Patti LaBelle's Over the Rainbow Mac & Cheese

By

The pot of gold at the end of this rainbow is the best mac and cheese ever! From Muenster to cheddar to Monterey jack, cheese lovers will love this mac and cheese!

  • 8
  • 15 mins
  • 60 mins

Ingredients

  • 1 tablespoon vegetable oil
  • 1 pound elbow macaroni
  • 1/2 cup + 1 tablespoon butter
  • 1/2 cup Muenster cheese, shredded
  • 1/2 cup mild Cheddar cheese, shredded
  • 1/2 cup sharp cheddar cheese, shredded
  • 1/2 cup Monterey Jack cheese, shredded
  • 2 cups half & half
  • 1 cup Velveeta, cut into small cubes
  • 2 large eggs, lightly beaten
  • 1/4 teaspoon salt
  • 1/8 teaspoon black pepper, freshly ground

Preparation

Step 1

Preheat oven to 350°F. Lightly butter a deep 2 1/2 quart casserole.
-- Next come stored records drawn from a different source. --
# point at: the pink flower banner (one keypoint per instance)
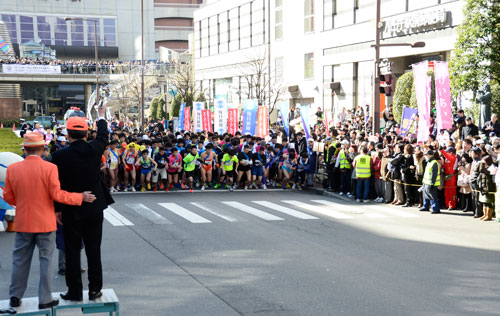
(423, 87)
(443, 97)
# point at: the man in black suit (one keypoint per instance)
(79, 167)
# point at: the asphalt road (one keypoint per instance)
(289, 253)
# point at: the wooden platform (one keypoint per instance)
(29, 306)
(107, 303)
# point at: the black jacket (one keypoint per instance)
(79, 170)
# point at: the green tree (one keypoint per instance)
(403, 95)
(476, 59)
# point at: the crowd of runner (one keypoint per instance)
(385, 168)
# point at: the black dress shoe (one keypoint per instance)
(15, 302)
(94, 295)
(69, 297)
(48, 305)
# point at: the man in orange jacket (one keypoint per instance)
(32, 186)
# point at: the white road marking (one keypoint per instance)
(186, 214)
(149, 214)
(115, 218)
(318, 209)
(204, 207)
(390, 210)
(253, 211)
(351, 208)
(285, 210)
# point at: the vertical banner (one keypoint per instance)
(197, 123)
(409, 116)
(284, 109)
(206, 120)
(443, 97)
(232, 121)
(423, 84)
(304, 116)
(262, 121)
(187, 119)
(3, 46)
(250, 116)
(220, 116)
(181, 117)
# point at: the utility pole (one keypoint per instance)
(142, 64)
(376, 80)
(269, 58)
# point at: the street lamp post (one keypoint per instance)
(142, 63)
(97, 96)
(376, 80)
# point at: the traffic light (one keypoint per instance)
(387, 84)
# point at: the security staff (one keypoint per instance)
(431, 182)
(79, 170)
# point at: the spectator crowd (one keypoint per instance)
(454, 169)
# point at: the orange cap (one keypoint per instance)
(76, 123)
(33, 139)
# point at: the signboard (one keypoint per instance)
(31, 69)
(416, 22)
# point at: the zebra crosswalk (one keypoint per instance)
(123, 215)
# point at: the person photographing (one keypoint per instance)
(79, 166)
(32, 186)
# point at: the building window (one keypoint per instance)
(278, 23)
(61, 32)
(91, 33)
(109, 32)
(77, 38)
(43, 26)
(27, 31)
(278, 65)
(329, 13)
(309, 66)
(308, 16)
(356, 10)
(10, 22)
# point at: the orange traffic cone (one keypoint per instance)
(10, 227)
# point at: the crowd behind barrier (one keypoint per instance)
(454, 169)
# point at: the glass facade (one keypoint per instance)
(27, 30)
(43, 30)
(52, 30)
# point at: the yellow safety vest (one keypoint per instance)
(344, 163)
(363, 169)
(428, 174)
(328, 151)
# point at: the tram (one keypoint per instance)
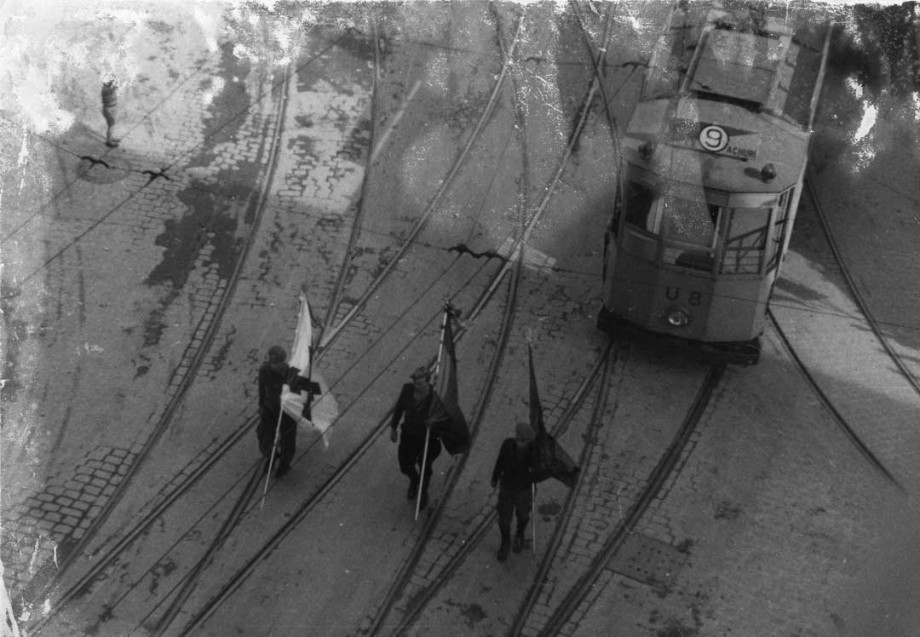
(712, 166)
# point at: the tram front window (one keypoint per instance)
(688, 227)
(639, 199)
(745, 240)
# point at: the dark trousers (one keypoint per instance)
(287, 439)
(410, 457)
(513, 502)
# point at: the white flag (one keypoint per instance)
(324, 408)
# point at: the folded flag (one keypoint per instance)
(551, 459)
(446, 419)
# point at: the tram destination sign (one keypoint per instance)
(714, 138)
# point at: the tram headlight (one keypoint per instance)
(678, 318)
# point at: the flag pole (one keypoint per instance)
(271, 458)
(533, 515)
(437, 368)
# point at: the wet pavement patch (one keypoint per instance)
(99, 170)
(648, 560)
(184, 238)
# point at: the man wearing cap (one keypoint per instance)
(415, 404)
(514, 471)
(272, 376)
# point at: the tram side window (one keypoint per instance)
(639, 199)
(779, 230)
(745, 240)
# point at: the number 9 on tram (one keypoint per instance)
(712, 166)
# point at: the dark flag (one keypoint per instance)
(552, 460)
(446, 420)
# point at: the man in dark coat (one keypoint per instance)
(110, 110)
(273, 374)
(415, 404)
(514, 471)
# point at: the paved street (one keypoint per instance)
(383, 159)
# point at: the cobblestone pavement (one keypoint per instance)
(140, 294)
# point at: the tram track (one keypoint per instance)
(238, 509)
(664, 470)
(839, 419)
(299, 515)
(418, 600)
(192, 361)
(410, 572)
(352, 459)
(854, 289)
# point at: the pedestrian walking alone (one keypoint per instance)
(110, 110)
(273, 374)
(514, 475)
(413, 407)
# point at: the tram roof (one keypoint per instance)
(721, 143)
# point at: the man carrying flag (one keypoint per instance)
(276, 431)
(515, 471)
(414, 454)
(532, 456)
(551, 459)
(431, 417)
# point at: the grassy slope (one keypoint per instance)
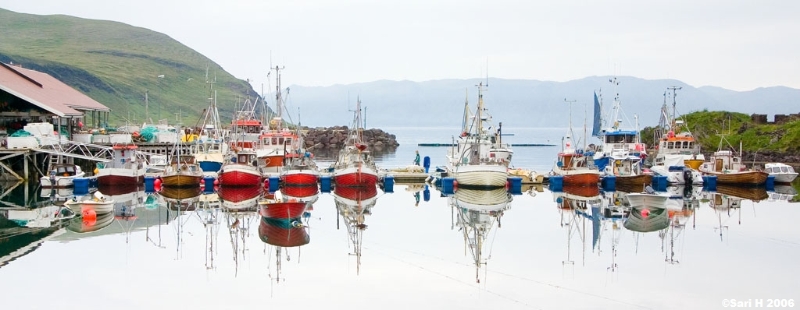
(708, 127)
(115, 63)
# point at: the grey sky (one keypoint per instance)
(738, 45)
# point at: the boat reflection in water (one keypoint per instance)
(727, 200)
(476, 213)
(783, 192)
(86, 223)
(23, 230)
(240, 198)
(573, 204)
(280, 233)
(354, 204)
(239, 205)
(181, 198)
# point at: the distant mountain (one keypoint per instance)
(524, 103)
(115, 64)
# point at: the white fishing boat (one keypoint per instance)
(62, 175)
(477, 212)
(573, 164)
(479, 158)
(621, 153)
(127, 168)
(678, 155)
(783, 173)
(96, 202)
(354, 167)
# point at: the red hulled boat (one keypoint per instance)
(282, 210)
(283, 233)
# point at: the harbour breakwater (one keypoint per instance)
(322, 138)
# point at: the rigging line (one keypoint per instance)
(457, 280)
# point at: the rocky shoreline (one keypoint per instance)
(334, 137)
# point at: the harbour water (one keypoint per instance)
(415, 249)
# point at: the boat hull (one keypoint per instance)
(181, 180)
(650, 201)
(239, 175)
(120, 176)
(300, 178)
(283, 210)
(744, 177)
(634, 180)
(283, 233)
(354, 177)
(489, 176)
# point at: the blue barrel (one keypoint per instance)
(209, 184)
(149, 184)
(447, 185)
(274, 183)
(609, 183)
(556, 183)
(660, 183)
(388, 184)
(710, 183)
(325, 184)
(770, 185)
(81, 186)
(515, 185)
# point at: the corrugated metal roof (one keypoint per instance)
(46, 92)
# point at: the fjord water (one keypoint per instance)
(415, 255)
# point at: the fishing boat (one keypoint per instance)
(578, 196)
(278, 208)
(678, 154)
(727, 166)
(42, 217)
(649, 200)
(182, 172)
(276, 141)
(299, 168)
(354, 166)
(97, 203)
(621, 153)
(86, 224)
(574, 164)
(239, 198)
(353, 205)
(181, 198)
(783, 173)
(283, 232)
(479, 158)
(62, 175)
(127, 167)
(308, 194)
(476, 213)
(209, 149)
(240, 170)
(646, 219)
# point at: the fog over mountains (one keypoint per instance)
(521, 103)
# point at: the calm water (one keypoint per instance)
(531, 253)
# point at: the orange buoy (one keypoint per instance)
(88, 215)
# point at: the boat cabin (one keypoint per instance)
(65, 170)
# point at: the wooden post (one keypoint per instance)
(25, 166)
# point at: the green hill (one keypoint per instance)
(115, 64)
(710, 127)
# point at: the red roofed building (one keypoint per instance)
(30, 96)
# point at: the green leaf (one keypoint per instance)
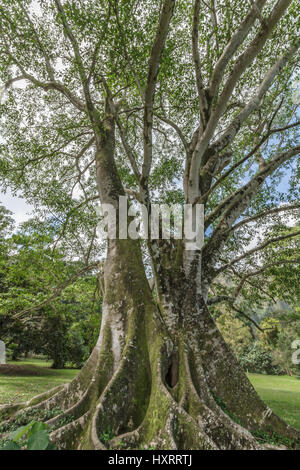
(38, 441)
(16, 435)
(11, 445)
(36, 427)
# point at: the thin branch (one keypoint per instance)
(256, 249)
(153, 69)
(265, 214)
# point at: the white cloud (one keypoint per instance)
(17, 205)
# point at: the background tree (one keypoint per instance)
(67, 296)
(133, 97)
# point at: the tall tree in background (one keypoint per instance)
(131, 97)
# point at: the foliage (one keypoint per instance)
(33, 273)
(33, 436)
(237, 335)
(257, 359)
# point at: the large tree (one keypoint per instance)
(134, 97)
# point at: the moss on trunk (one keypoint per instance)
(147, 385)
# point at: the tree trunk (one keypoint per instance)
(155, 384)
(160, 375)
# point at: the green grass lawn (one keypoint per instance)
(281, 393)
(35, 377)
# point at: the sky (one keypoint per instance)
(21, 210)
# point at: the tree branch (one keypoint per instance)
(153, 69)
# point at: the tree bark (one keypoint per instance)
(160, 375)
(150, 383)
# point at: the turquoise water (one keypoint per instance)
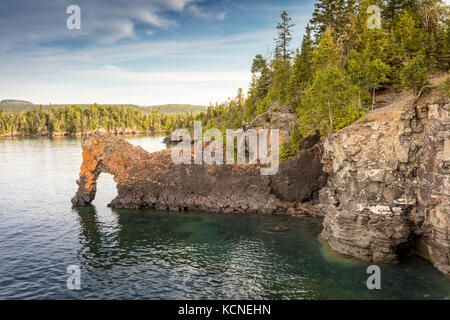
(132, 254)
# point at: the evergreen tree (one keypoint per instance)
(284, 36)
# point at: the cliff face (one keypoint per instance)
(389, 186)
(152, 180)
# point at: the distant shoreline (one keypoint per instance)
(79, 134)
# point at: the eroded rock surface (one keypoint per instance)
(389, 186)
(152, 180)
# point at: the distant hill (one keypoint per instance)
(15, 102)
(19, 105)
(177, 108)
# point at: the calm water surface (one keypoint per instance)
(132, 254)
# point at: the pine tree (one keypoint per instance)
(284, 36)
(302, 68)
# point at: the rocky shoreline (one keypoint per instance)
(382, 185)
(152, 180)
(115, 132)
Bring a large pot of water to a boil over high heat, add the oil then the elbow macaroni and cook until macaroni is just tender (about 7 minutes). Do not overcook. Drain well and return to the pot.

In a small saucepan, melt the first measure of butter. Stir into the macaroni. In a large bowl, mix the Muenster, mild and sharp Cheddar cheese and the Monterey Jack cheese. To the macaroni, add the half and half, 1 1/2 cups of the shredded cheeses, the cubed Velveeta and the eggs. Season with salt and pepper. Transfer to the buttered casserole.

Sprinkle with the remaining 1/2 cup of cheese and dot with the remaining butter.

Bake until it is bubbling around the edges, about 35 minutes. Serve hot.